I imagine we can write a simple templated function for Eigen structures that will dump the contents of an arbitrary Eigen structure into YAML in a clean way. All of the data that would warrant careful formatting would be Eigen structures anyway, so that single templated function ought to be able to cover most of our formatting needs.
I haven't actually looked into implementing this yet, so let me know if it might not be as straightforward as I'm imagining.
- yaml-cpp API incompatibilities.
This is probably the most concerning thing to me. API versioning and compatibility issues can be a dealbreaker. However, it looks like the yaml-cpp license is very open, and would permit us to include a copy in the DART repo. We could hide it behind a dart::yaml namespace to avoid namespace collisions. I could understand if someone objects to this idea on the grounds that it would be overkill, but it seems preferable to the potential nightmare of API/ABI incompatibilities.
I don't know of any other markup formats that would allow a user to easily "script" a skeleton by hand, and I think YAML would be extremely well suited for this. But if anyone has any other suggestions, I'm definitely open to it. XML has always seemed like a rather ugly thing to have to handle manually, and I'd very much like to replace it if a better alternative exists.
Correct me if I'm wrong, but to me it looks to me like YAML has the potential for being complicated, but we can choose to use it in a simple way. To be honest, the things that you linked look mostly like jibberish to me at the moment, which does support your point about YAML being complicated. Are these all features that we necessarily need to be concerned about, or can we just choose to not use any of it?

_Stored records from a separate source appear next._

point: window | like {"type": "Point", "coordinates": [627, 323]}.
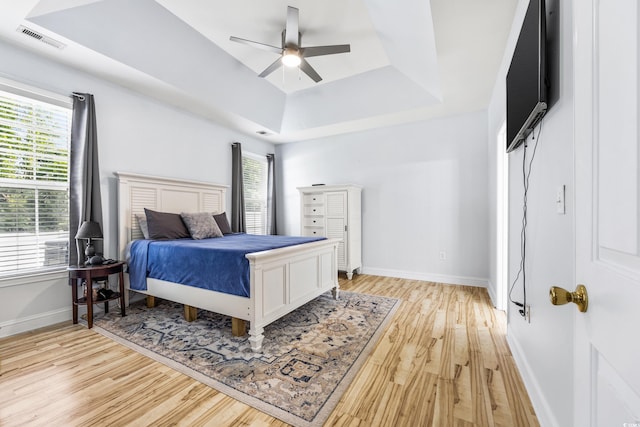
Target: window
{"type": "Point", "coordinates": [34, 185]}
{"type": "Point", "coordinates": [254, 176]}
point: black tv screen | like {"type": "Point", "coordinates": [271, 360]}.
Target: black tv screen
{"type": "Point", "coordinates": [527, 77]}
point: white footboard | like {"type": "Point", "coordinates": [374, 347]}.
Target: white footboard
{"type": "Point", "coordinates": [287, 278]}
{"type": "Point", "coordinates": [281, 281]}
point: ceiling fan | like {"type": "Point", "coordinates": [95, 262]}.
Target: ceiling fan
{"type": "Point", "coordinates": [292, 54]}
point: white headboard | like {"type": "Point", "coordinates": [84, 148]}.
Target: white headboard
{"type": "Point", "coordinates": [136, 192]}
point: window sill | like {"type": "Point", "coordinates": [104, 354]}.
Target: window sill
{"type": "Point", "coordinates": [28, 278]}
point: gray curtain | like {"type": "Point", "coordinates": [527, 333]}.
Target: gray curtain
{"type": "Point", "coordinates": [85, 203]}
{"type": "Point", "coordinates": [271, 194]}
{"type": "Point", "coordinates": [237, 190]}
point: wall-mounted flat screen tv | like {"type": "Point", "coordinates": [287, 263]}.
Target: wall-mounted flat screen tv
{"type": "Point", "coordinates": [527, 77]}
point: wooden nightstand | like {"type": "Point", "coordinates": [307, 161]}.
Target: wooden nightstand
{"type": "Point", "coordinates": [80, 273]}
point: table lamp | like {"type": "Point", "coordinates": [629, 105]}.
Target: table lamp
{"type": "Point", "coordinates": [87, 231]}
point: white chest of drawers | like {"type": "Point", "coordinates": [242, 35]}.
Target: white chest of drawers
{"type": "Point", "coordinates": [335, 211]}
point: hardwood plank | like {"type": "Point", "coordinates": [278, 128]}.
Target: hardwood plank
{"type": "Point", "coordinates": [443, 360]}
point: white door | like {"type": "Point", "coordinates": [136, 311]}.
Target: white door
{"type": "Point", "coordinates": [607, 97]}
{"type": "Point", "coordinates": [336, 205]}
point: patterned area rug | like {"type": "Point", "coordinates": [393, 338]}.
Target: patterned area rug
{"type": "Point", "coordinates": [307, 361]}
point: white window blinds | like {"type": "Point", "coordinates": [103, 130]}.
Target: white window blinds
{"type": "Point", "coordinates": [34, 189]}
{"type": "Point", "coordinates": [254, 176]}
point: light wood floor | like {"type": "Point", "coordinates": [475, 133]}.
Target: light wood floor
{"type": "Point", "coordinates": [443, 361]}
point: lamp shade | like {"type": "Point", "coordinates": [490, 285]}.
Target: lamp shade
{"type": "Point", "coordinates": [89, 230]}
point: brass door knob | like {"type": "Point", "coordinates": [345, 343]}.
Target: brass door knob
{"type": "Point", "coordinates": [560, 296]}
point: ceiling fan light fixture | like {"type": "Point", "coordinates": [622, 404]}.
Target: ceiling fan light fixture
{"type": "Point", "coordinates": [291, 57]}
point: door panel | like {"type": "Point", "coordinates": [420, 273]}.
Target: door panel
{"type": "Point", "coordinates": [606, 98]}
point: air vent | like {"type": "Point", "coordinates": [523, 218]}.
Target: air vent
{"type": "Point", "coordinates": [44, 39]}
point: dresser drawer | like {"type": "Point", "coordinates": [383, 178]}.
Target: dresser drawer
{"type": "Point", "coordinates": [312, 222]}
{"type": "Point", "coordinates": [314, 210]}
{"type": "Point", "coordinates": [313, 199]}
{"type": "Point", "coordinates": [313, 231]}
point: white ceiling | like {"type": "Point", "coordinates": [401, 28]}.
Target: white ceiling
{"type": "Point", "coordinates": [410, 60]}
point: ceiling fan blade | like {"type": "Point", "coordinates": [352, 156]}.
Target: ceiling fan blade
{"type": "Point", "coordinates": [308, 52]}
{"type": "Point", "coordinates": [262, 46]}
{"type": "Point", "coordinates": [271, 68]}
{"type": "Point", "coordinates": [291, 30]}
{"type": "Point", "coordinates": [309, 71]}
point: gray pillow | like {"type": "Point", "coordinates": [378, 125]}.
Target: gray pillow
{"type": "Point", "coordinates": [142, 222]}
{"type": "Point", "coordinates": [201, 225]}
{"type": "Point", "coordinates": [164, 225]}
{"type": "Point", "coordinates": [223, 223]}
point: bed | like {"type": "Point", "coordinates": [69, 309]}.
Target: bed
{"type": "Point", "coordinates": [280, 280]}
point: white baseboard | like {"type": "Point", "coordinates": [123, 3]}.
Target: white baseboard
{"type": "Point", "coordinates": [428, 277]}
{"type": "Point", "coordinates": [538, 400]}
{"type": "Point", "coordinates": [491, 290]}
{"type": "Point", "coordinates": [40, 320]}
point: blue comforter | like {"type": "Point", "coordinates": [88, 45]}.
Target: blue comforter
{"type": "Point", "coordinates": [217, 264]}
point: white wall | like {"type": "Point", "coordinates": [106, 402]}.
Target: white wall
{"type": "Point", "coordinates": [543, 349]}
{"type": "Point", "coordinates": [135, 134]}
{"type": "Point", "coordinates": [424, 192]}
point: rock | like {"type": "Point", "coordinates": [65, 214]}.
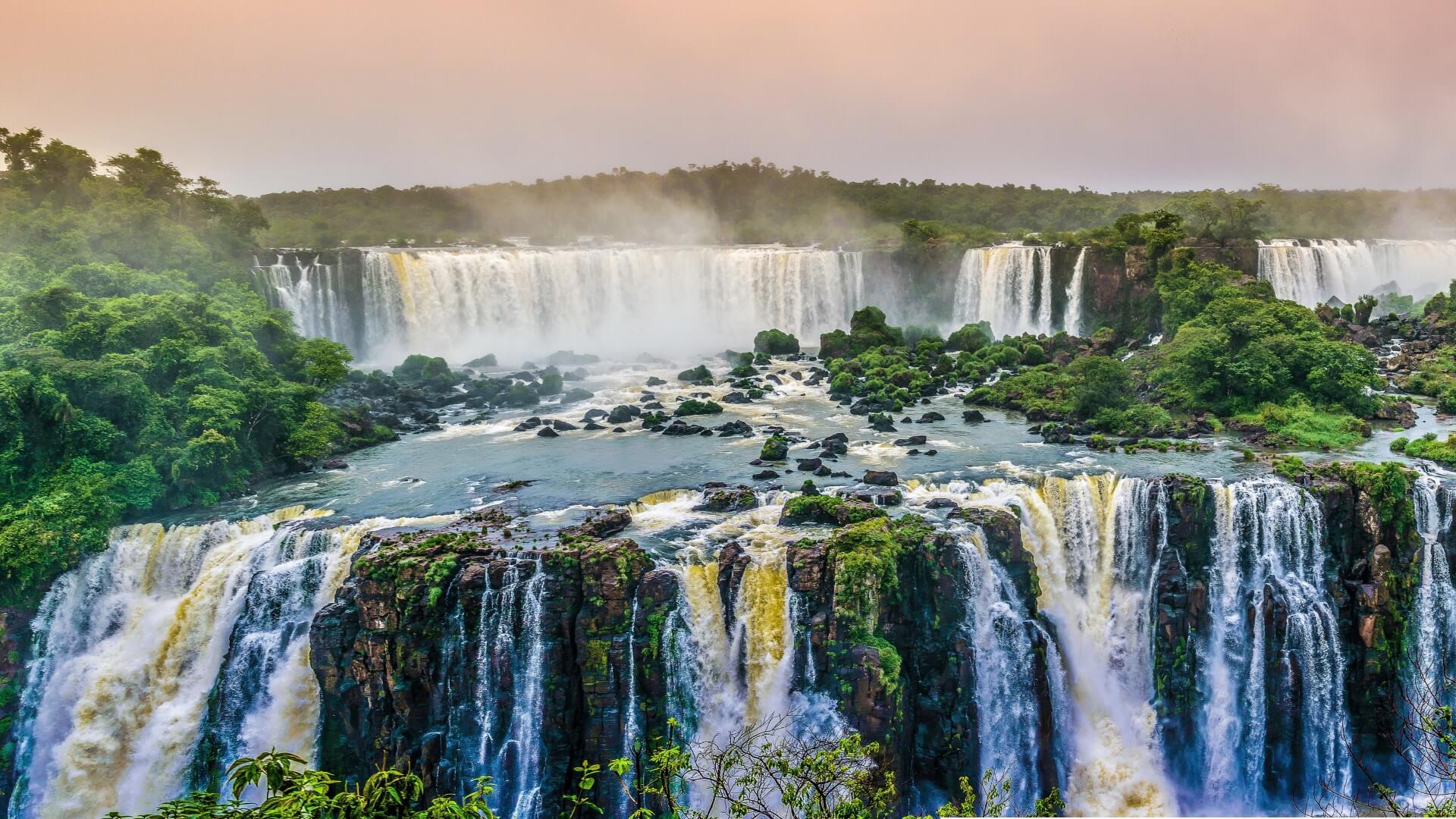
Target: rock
{"type": "Point", "coordinates": [733, 499]}
{"type": "Point", "coordinates": [620, 414]}
{"type": "Point", "coordinates": [601, 526]}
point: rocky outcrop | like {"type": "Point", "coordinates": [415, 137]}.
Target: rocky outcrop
{"type": "Point", "coordinates": [400, 653]}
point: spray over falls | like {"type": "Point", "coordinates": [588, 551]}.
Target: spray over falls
{"type": "Point", "coordinates": [1034, 620]}
{"type": "Point", "coordinates": [523, 300]}
{"type": "Point", "coordinates": [1310, 271]}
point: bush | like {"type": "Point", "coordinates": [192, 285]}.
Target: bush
{"type": "Point", "coordinates": [693, 407]}
{"type": "Point", "coordinates": [970, 338]}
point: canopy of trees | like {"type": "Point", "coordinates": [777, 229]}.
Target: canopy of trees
{"type": "Point", "coordinates": [137, 369]}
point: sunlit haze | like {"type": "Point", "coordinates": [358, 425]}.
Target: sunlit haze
{"type": "Point", "coordinates": [283, 95]}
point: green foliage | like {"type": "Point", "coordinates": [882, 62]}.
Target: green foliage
{"type": "Point", "coordinates": [1429, 447]}
{"type": "Point", "coordinates": [294, 792]}
{"type": "Point", "coordinates": [1242, 349]}
{"type": "Point", "coordinates": [1296, 423]}
{"type": "Point", "coordinates": [425, 371]}
{"type": "Point", "coordinates": [775, 449]}
{"type": "Point", "coordinates": [970, 338]}
{"type": "Point", "coordinates": [775, 343]}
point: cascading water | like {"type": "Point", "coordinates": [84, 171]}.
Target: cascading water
{"type": "Point", "coordinates": [510, 695]}
{"type": "Point", "coordinates": [1074, 321]}
{"type": "Point", "coordinates": [313, 292]}
{"type": "Point", "coordinates": [1009, 286]}
{"type": "Point", "coordinates": [1008, 713]}
{"type": "Point", "coordinates": [1310, 271]}
{"type": "Point", "coordinates": [1095, 553]}
{"type": "Point", "coordinates": [1269, 561]}
{"type": "Point", "coordinates": [130, 646]}
{"type": "Point", "coordinates": [522, 302]}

For better or for worse, all of these features are part of the YAML spec. They're mostly handled by the YAML library (e.g. yaml-cpp), but they occasionally leak through. For example, YAML files may contain cycles. This complicates parsing, since a naïve parser may get stuck in an infinite loop.
I imagine we can write a simple templated function for Eigen structures that will dump the contents of an arbitrary Eigen structure into YAML in a clean way. All of the data that would warrant careful formatting would be Eigen structures anyway, so that single templated function ought to be able to cover most of our formatting needs.
I am not sure how to tell recent of yaml-cpp(> 0.5) to switch between block and flow style. It appears that the latest master added a SetStyle method to YAML::Node to enable this. However, this function does not exist in the version of yaml-cpp shipped with Ubuntu 14.04 and is labeled with: "WARNING: This API might change in future releases."
Setting block vs flow has a huge effect on readability. Suppose you have a 3 x 3 identity matrix. I would write the matrix in YAML like this:
- [1, 0, 0]
- [0, 1, 0]
- [0, 0, 1]
In that case, the outer list is block and the inner lists are flowed. This is what it looks like with everything flowed:
[[1, 0, 0], [0, 1, 0], [0, 0, 1]]
And, even worse, this is what it looks like with everything block. I believe this is the default in yaml-cpp:
-
- 1
- 0
- 0
-
- 0
- 1
- 0
-
- 0
- 0
- 1
yaml-cpp API incompatibilities.
This is actually less of an issue than I realized. There was a major API change in yaml-cpp between versions < 0.5, which was the default in Ubuntu 12.04, and > 0.5, which is the default in Ubuntu 14.04. The API should be relatively stable now.
This is a moot point. It's nearly impossible (from my experience) to build DART on Ubuntu 12.04, anyway: it requires installing an updated version of GCC (for C++11 support) and several system libraries (e.g. Assimp, CCD, FCL). It seems safe to assume, at least on Linux, that the user will have access to yaml-cpp >= 0.5.
This issue has been automatically marked as stale because it has not had recent activity. It will be closed in 7 days if no further activity occurs. Thank you for your contributions.